Here’s what I was able to do in a day because I only found out about the competition then. Curious about the additional steps for image per-processing. I had to only take a small section to meet the timeline and my Intel NUC computer fan was acting up so I could not continue to better the score but wanted to share anyway for others to compare. Looking forward to hearing more about your work. I also tried TextBlob but it uses an API call to Google I believe that maxed out and just gave errors. Didn’t have time to create a proper train/test scenario and use the train images ocr text for a proper language classifier.

from PIL import Image, ImageEnhance, ImageFilter from multiprocessing import Pool, cpu_count import pytesseract as ocr import pandas as pd import numpy as np import glob, os

def getLang(path): try: img = Image.open(path) #img = img.rotate(90) #single rotation w, h = img.size if w > 800: ratio = 800 / w img = img.resize((800, int(h*ratio)), Image.ANTIALIAS) w, h = img.size img = img.crop((300, 500, w-300, 550)) text = ocr.image_to_string(img) return text except: print(path, w, h)
return ‘unknown’

if name == “main”: train = pd.DataFrame({‘path’: glob.glob(‘../input/train//.jpg’)}) test = pd.DataFrame({‘path’: glob.glob(‘../input/test/**.jpg’)}) train[‘filename’] = train[‘path’].map(lambda x: os.path.basename(x)) test[‘filename’] = test[‘path’].map(lambda x: os.path.basename(x)) train[‘prob_en’] = train[‘path’].map(lambda x: 1 if ‘/en/’ in x else 0) train[‘prob_fr’] = train[‘path’].map(lambda x: 1 if ‘/fr/’ in x else 0) print(len(train), len(test))

def transform_df(df):
    df = pd.DataFrame(df)
    #df['tb_language'] = df['path'].map(lambda x: TextBlob(ocr.image_to_string(Image.open(x))).detect_language())
    df['tb_language'] = [getLang(x) for x in df['path'].values]
    return df

def multi_transform(df):
    print('Init Shape: ', df.shape)
    p = Pool(cpu_count()-1)
    df = p.map(transform_df, np.array_split(df, 10))
    df = pd.concat(df, axis=0, ignore_index=True).reset_index(drop=True)
    p.close(); p.join()
    print('After Shape: ', df.shape)
    return df

test = multi_transform(test)
test.to_csv('test.csv')

Posted by dt  almost 2 years ago |  Quote

Thanks for your sharing!

I didn’t try many combination of image preprocessing, because the computation time of ocr is long.
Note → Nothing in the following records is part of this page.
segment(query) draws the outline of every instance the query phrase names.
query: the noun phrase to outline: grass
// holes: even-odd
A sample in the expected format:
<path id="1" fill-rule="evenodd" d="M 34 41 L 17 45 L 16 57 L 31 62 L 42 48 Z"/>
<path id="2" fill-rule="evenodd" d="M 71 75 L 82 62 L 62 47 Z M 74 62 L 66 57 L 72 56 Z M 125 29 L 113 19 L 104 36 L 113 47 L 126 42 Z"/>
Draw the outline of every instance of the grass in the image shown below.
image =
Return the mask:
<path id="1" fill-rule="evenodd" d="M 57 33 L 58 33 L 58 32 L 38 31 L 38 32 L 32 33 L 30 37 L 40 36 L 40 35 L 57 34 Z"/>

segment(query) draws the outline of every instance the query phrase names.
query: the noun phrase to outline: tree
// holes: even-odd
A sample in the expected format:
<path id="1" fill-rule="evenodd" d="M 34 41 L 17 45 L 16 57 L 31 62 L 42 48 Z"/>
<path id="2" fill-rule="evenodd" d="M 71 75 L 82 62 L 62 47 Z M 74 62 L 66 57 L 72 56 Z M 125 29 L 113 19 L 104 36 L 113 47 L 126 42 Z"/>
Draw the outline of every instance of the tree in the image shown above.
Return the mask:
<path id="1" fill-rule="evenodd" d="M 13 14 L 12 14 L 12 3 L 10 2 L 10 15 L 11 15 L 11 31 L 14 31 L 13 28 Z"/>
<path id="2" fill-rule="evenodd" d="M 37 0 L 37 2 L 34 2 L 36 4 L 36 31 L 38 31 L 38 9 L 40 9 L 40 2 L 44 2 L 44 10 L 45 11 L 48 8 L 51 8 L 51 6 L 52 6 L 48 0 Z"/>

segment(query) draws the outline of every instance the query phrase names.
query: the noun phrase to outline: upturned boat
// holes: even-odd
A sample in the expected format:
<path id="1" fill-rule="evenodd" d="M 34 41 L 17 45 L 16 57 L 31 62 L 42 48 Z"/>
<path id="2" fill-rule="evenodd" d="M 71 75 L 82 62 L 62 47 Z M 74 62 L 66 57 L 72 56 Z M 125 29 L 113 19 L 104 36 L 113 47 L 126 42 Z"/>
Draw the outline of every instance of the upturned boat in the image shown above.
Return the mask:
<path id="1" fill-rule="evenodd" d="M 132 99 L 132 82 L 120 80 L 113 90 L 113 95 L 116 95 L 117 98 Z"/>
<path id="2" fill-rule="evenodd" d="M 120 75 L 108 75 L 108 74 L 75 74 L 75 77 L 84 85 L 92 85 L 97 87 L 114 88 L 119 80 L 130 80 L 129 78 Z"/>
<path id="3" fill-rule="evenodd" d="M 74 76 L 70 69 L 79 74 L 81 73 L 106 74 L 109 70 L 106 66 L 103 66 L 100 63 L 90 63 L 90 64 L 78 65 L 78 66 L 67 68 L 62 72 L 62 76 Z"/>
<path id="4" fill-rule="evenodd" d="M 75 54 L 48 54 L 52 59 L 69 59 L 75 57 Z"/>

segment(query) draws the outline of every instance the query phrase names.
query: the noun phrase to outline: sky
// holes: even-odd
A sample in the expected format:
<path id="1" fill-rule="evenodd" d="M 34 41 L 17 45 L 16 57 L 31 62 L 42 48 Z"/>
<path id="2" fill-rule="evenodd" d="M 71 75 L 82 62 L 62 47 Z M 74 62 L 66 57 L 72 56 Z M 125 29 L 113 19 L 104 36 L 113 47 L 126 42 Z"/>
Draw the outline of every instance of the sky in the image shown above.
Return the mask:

The following function is the preprocessing steps.

def processInput(img_i): img = cv2.imread(img_i, cv2.IMREAD_COLOR) # resize img = cv2.resize(img, None, fx=2, fy=2, interpolation=cv2.INTER_CUBIC) # convert color to gray img = cv2.cvtColor(img, cv2.COLOR_BGR2GRAY) # erode kernel = np.ones((2, 2), np.uint8) img = cv2.erode(img, kernel, iterations=1) # blur img = cv2.threshold(cv2.medianBlur(img, 3), 0, 255, cv2.THRESH_BINARY + cv2.THRESH_OTSU)[1] # unsharp mask gaussian_3 = cv2.GaussianBlur(img, (9,9), 10.0) img = cv2.addWeighted(img, 1.5, gaussian_3, -0.5, 0, img)

Posted by dt  almost 2 years ago |  Quote

Oh, the typesetting is disaster…

I did the following things resize, convert color to gray, erode, blur, unsharp mask

Posted by jazivxt  almost 2 years ago |  Quote

Awesome, thanks for the preprocessing function.